Once I said to someone, “I think it’s all about my proximity to others that I focus on to keep me sane.” Whatever I
am between the things I can immediately define. It’s silly and true, really. Silly that I think this and vocalize it and
true that the line remains blank until I can flail out my threads and figure it out. The proximity. My here to your there.

Lately I’ve been spending a thick amount of time by myself, and I’m starting to see another side to
the nickel. Realizing the distance, the mattering distance, is the self from self. The solitude is taking string and
tying knots and staying close. Is it what we do alone that truly defines us? Those coffees at tables with books and
pens and headphone-less walks from the bus stop to the front door. After I take out the key but before I turn the lock,
the second the shower shuts off. That precisely solo and definite half of a breath that escapes us right then. I’m
talking about that. When I focus on those type of things I can’t help but feel some relief, as if the best chorus is in
an endless song–how you can have nothing to do with any of it yet own a universe.

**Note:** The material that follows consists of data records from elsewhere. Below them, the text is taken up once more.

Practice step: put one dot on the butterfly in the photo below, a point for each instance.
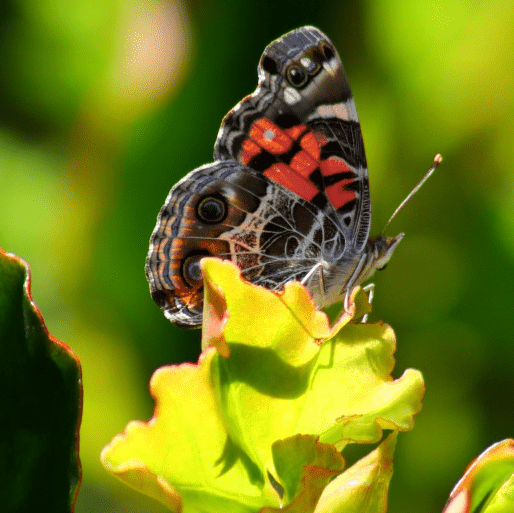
(287, 196)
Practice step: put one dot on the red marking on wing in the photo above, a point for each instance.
(333, 165)
(284, 175)
(248, 151)
(321, 138)
(295, 131)
(338, 195)
(303, 163)
(310, 144)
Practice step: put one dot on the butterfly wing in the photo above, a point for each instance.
(288, 191)
(301, 130)
(231, 211)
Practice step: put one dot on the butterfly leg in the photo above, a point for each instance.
(369, 289)
(309, 275)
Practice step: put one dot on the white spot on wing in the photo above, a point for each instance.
(291, 96)
(344, 110)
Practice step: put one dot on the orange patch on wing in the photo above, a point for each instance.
(284, 175)
(248, 151)
(338, 195)
(333, 165)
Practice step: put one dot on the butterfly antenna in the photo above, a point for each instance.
(437, 160)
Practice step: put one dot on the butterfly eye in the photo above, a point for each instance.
(269, 65)
(296, 76)
(191, 271)
(211, 209)
(327, 52)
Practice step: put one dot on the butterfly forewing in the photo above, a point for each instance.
(287, 196)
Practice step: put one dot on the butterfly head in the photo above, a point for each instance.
(304, 68)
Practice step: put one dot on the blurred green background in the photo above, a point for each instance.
(105, 104)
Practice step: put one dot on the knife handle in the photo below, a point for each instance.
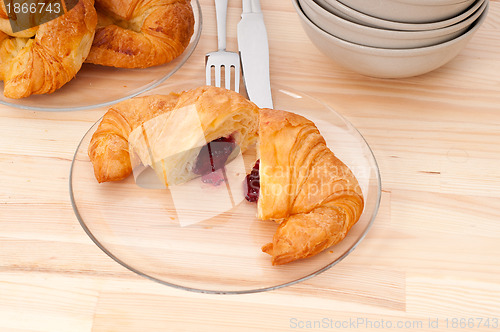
(221, 13)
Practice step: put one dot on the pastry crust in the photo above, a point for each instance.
(141, 33)
(51, 57)
(304, 187)
(164, 121)
(109, 148)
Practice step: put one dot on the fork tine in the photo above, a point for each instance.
(218, 69)
(208, 75)
(237, 78)
(227, 74)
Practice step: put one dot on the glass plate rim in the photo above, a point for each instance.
(186, 55)
(248, 291)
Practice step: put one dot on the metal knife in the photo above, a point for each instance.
(254, 53)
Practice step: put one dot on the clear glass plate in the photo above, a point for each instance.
(95, 86)
(142, 229)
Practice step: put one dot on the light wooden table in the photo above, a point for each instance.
(431, 260)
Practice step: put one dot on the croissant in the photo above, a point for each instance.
(42, 59)
(109, 148)
(313, 196)
(141, 33)
(170, 134)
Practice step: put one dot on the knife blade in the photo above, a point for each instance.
(254, 53)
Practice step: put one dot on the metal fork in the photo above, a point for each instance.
(222, 58)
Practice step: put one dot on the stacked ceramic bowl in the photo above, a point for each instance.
(391, 38)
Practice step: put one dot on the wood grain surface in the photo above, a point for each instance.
(430, 262)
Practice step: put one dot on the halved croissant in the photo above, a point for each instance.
(141, 33)
(303, 186)
(109, 148)
(44, 58)
(155, 125)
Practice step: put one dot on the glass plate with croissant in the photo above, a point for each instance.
(196, 187)
(62, 55)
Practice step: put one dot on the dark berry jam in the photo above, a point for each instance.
(253, 184)
(213, 156)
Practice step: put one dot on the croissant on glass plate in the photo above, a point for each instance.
(304, 187)
(141, 33)
(42, 59)
(181, 136)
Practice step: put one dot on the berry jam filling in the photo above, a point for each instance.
(213, 156)
(253, 184)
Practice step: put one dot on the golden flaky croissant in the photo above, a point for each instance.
(109, 148)
(173, 133)
(303, 186)
(141, 33)
(44, 58)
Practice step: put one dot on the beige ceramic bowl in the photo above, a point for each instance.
(375, 37)
(410, 11)
(382, 62)
(352, 15)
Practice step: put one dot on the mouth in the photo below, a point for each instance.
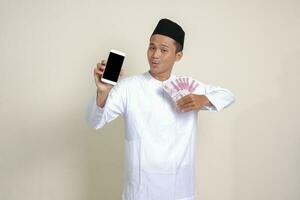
(154, 63)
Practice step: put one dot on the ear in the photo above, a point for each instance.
(178, 56)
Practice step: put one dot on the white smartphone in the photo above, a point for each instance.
(113, 67)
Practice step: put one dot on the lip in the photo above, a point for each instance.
(154, 63)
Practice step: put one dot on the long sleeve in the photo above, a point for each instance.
(218, 96)
(97, 117)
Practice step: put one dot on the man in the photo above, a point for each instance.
(159, 134)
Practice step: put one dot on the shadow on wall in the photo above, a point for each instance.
(106, 161)
(266, 143)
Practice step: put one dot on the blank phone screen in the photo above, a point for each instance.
(113, 67)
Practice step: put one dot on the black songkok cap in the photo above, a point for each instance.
(171, 29)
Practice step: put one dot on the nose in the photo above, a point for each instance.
(156, 54)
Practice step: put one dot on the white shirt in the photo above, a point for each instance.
(159, 139)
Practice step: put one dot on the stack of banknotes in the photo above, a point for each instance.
(180, 87)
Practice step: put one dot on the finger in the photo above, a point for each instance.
(187, 107)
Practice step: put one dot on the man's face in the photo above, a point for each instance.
(162, 55)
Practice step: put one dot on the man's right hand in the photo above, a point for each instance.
(98, 72)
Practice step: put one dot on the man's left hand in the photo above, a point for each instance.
(192, 102)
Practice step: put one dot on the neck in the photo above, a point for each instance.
(161, 77)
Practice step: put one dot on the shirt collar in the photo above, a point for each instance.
(154, 80)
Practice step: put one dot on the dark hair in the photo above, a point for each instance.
(178, 46)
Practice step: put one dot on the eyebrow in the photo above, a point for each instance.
(161, 45)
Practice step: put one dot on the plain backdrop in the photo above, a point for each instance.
(48, 49)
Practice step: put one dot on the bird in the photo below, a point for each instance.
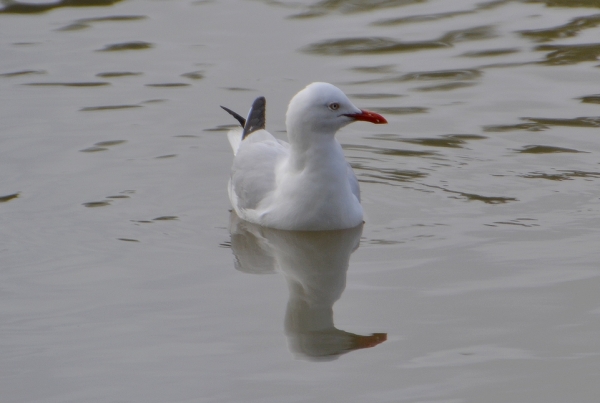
(305, 184)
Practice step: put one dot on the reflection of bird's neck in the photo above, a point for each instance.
(307, 312)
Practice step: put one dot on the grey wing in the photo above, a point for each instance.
(353, 182)
(253, 172)
(256, 117)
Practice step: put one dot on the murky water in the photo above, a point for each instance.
(475, 277)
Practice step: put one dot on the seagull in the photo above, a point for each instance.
(303, 185)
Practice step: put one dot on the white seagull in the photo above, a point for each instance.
(303, 185)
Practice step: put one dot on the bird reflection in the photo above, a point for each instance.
(315, 265)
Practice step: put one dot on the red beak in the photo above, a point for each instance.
(368, 116)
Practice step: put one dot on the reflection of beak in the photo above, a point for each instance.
(368, 341)
(367, 116)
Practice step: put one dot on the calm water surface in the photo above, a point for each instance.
(475, 278)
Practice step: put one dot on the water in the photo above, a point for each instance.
(476, 276)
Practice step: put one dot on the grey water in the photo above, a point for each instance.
(124, 277)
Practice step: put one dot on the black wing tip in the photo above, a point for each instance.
(237, 117)
(257, 117)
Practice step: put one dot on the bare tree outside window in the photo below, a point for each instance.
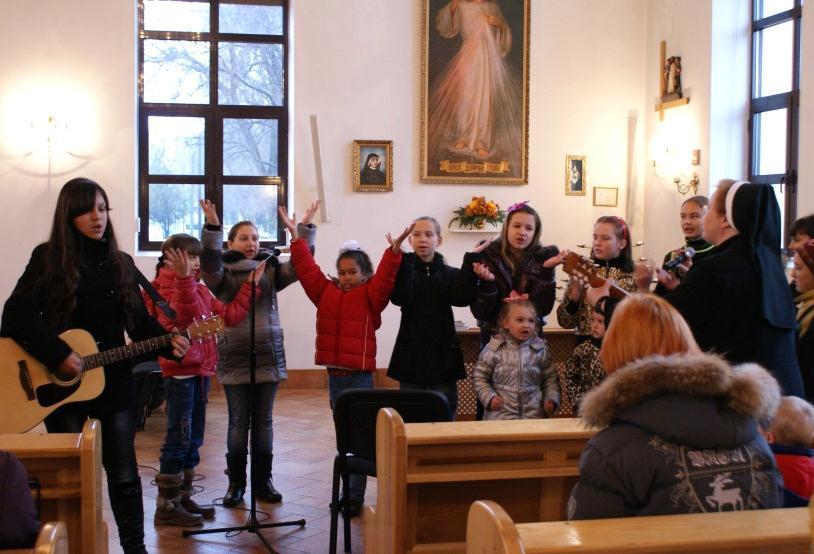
(211, 126)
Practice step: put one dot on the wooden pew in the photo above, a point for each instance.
(428, 475)
(68, 467)
(491, 530)
(52, 539)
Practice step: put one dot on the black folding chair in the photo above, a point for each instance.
(355, 414)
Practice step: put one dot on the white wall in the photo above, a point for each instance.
(590, 68)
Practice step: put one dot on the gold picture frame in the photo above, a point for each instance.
(372, 165)
(476, 145)
(606, 196)
(576, 175)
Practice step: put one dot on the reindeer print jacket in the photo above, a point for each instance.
(680, 435)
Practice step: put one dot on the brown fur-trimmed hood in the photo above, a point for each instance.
(747, 389)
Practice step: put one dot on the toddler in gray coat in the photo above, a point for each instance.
(514, 378)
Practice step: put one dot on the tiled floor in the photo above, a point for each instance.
(304, 448)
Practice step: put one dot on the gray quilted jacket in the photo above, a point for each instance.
(224, 273)
(519, 373)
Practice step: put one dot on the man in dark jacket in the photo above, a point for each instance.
(737, 301)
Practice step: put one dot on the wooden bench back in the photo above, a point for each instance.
(491, 530)
(68, 467)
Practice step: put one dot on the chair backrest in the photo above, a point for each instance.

I think about getting older at weddings, when I note the wonderful amount of gray in my hair and around kids, like
my niece. I like talking to her because I have to simplify things a certain way–I have to explain or ask with a certain
absolute, and I hear the wonder come back in my voice when we have an interaction. Last year I carried the
getting-older bit like a pinched nerve; I turned 28 and the state of the current dawned on me in a new way. At first
it was the coat that didn’t fit but choked me, or that amusement park ride where the floor drops away and you’re
clenched to the wall with force and speed as it continues to turn. A bigger hopeless than the usual insecurities. Is
this something that everyone feels at one point or another? I had to give it time, but I settled into it. After all I will never
fear a clock, only the blank pages and the moments wasted when I didn’t write. I say that with an affection.